第4話 変化の予感

 まるでデートみたいな一日を過ごしても、私たちの関係は変わらなかった。

 当たり前だ。進むのは私の脳内妄想だけで十分だ。

 一応、たんなるお隣さんから、友達まで進化した気はするけど、それも脳内妄想かもしれない。

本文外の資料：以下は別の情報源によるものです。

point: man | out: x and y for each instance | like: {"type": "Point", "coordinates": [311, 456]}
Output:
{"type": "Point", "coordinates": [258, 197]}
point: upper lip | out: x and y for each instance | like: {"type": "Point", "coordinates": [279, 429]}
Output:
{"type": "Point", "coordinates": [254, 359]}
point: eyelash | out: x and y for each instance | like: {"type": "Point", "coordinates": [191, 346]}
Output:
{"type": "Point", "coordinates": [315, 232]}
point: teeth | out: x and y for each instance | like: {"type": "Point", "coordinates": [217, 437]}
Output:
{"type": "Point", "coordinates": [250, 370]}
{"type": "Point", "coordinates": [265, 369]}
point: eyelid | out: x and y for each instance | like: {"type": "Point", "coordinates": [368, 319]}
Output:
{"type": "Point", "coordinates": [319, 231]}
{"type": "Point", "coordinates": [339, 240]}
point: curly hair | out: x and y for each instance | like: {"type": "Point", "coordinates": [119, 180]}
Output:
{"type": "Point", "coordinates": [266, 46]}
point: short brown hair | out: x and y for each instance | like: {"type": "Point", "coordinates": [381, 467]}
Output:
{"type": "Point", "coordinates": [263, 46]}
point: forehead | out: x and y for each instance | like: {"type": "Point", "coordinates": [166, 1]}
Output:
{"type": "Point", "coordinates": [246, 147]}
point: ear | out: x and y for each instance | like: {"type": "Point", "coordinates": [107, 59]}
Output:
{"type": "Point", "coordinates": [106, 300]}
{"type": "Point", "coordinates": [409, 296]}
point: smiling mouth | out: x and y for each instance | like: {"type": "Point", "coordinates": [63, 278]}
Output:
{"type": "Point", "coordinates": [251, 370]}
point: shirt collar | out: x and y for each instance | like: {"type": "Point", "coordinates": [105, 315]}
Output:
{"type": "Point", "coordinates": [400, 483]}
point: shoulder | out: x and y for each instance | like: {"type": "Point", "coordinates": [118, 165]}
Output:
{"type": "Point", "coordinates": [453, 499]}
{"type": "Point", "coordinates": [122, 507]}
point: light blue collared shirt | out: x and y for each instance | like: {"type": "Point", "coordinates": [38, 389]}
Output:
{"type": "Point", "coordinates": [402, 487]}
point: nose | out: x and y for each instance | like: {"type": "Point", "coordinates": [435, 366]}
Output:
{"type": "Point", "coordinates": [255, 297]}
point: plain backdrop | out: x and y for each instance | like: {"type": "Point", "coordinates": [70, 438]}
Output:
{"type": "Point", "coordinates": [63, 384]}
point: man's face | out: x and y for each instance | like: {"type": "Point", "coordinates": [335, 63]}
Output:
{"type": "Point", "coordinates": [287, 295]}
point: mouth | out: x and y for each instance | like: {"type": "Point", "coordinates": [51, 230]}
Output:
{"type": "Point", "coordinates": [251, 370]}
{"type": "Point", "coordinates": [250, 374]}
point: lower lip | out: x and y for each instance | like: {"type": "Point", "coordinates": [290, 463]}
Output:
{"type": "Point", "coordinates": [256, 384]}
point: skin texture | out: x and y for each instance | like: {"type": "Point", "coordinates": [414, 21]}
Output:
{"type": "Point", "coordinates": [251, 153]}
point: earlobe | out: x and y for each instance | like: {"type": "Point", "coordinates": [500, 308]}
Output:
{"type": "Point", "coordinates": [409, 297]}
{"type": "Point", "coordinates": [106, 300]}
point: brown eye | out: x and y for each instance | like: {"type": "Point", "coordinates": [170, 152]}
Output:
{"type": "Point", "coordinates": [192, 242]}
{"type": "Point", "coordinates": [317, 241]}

 つかず、離れず、親密だけど、友達としての一線は越えない。

 そう、今までと同じで安心する。

 

 本格的な夏に突入した七月にもなると、葛城くんと少しタイミングが合わなくなった。

 仕事ではなく、彼は私的な用事で忙しいらしい。


 朝は同じ時間に通勤するけれど、日常の買い物や帰宅時間がズレていく。

 必然的に、会話も減って、葛城くんの食事メニューもわからなくなった。

 それどころか、ちゃんと食べているのかも怪しい。


 なんだか心配だ。

 いや、ただのお隣さんだから、心配するのもおこがましいわけで。


 部屋が隣ってだけの相手と、親密に関わりすぎたのかもしれない。

 今までがおかしかったのだと理解しつつも、当たり前にあった共有時間が減るのは、やっぱりさみしい。

 

 なんてことを考えながら、グズグズとスーパーで買い物をしていたら、久しぶりに葛城くんに会った。

 ちょっとした偶然なのに、一気に私の気分は上向きになる。

 我ながら単純であった。

 

 久しぶりの葛城くんは少し痩せて、なんだか疲れていた。

 夏は暑くて料理したくないねと言いながら、電子レンジで特売の豚コマともやしを使った蒸し野菜を作ろう、なんて言いながらプラプラと一緒に夜道を歩いた。

 

 肩を並べて歩いているだけなのに、こんな些細なことが嬉しい。

 私は無意識にニコニコしていたらしく、良い事があったんだねって葛城くんに笑われて、ものすごく気恥ずかしかった。

 

 あなたに会えて嬉しい。なんて、とても言えない。

 

 ぽわぽわと浮かれた気分でアパートに帰ったら、私の部屋の前に男がいた。

 誰? と警戒する間もなく「遅い!」と怒鳴られて、弟の祐介だとわかった。

 めったに実家に帰らないので、久しぶりに見たら高校生から大学生に進化したのが目で見てわかり、なんか大人になっている。

 

「どうしたの? 祐介、なにかあったの?」

「そいつ、なんなの?」

「そいつって、葛城くんのこと? お隣さんだけど……」


 困惑している私を尻目に、祐介は葛城くんを睨みつけた。

 ズカズカと大股で近づいてくると、私の手から買い物袋を奪い取り、グイッと肩を抱かれた。

 葛城くんに向けるのは、思い切り敵意に満ちた表情である。


「どーも。俺の紗那がお世話になりました」


 弟よ。

 おねーちゃんは、いつからおまえのものになったのか、教えてもらいたい。


 困惑する葛城くんが「君は?」って尋ねているのに、祐介は無視して、私の肩を抱いたまま鍵を奪い取る。

 無言で扉を開けると、私は部屋の中に押し込まれた。

 祐介も部屋に入る直前、葛城くんの方を見てフンと鼻で笑い、なぜか勝ち誇った表情を見せつけて扉を閉めた。


 弟よ、いったいどうしたのだ。

 おねーちゃんは君の行動についていけない。


「こーの、バカ紗那! お隣さんだからって、夜に男とフラフラ出歩いてんじゃねーぞ」

「出歩いていたわけじゃなくて、スーパーでたまたま一緒になっただけですぅ!」

「なぁにが、ですぅ、だ。コケシみたいなチンチクリンでも、自分が女だっての自覚しろよ。うかつな事ばっかしてっと、実家に連れ帰るぞ」

「いや、それは勘弁。ごめんなさい」


 偉そうに怒る祐介の気持ちはわからないが、実家に戻りたくはない。

 家族とは仲が良いけれど、双子の兄・二人と態度のデカい弟が幅を利かせる、むさくるしい男所帯なのだ。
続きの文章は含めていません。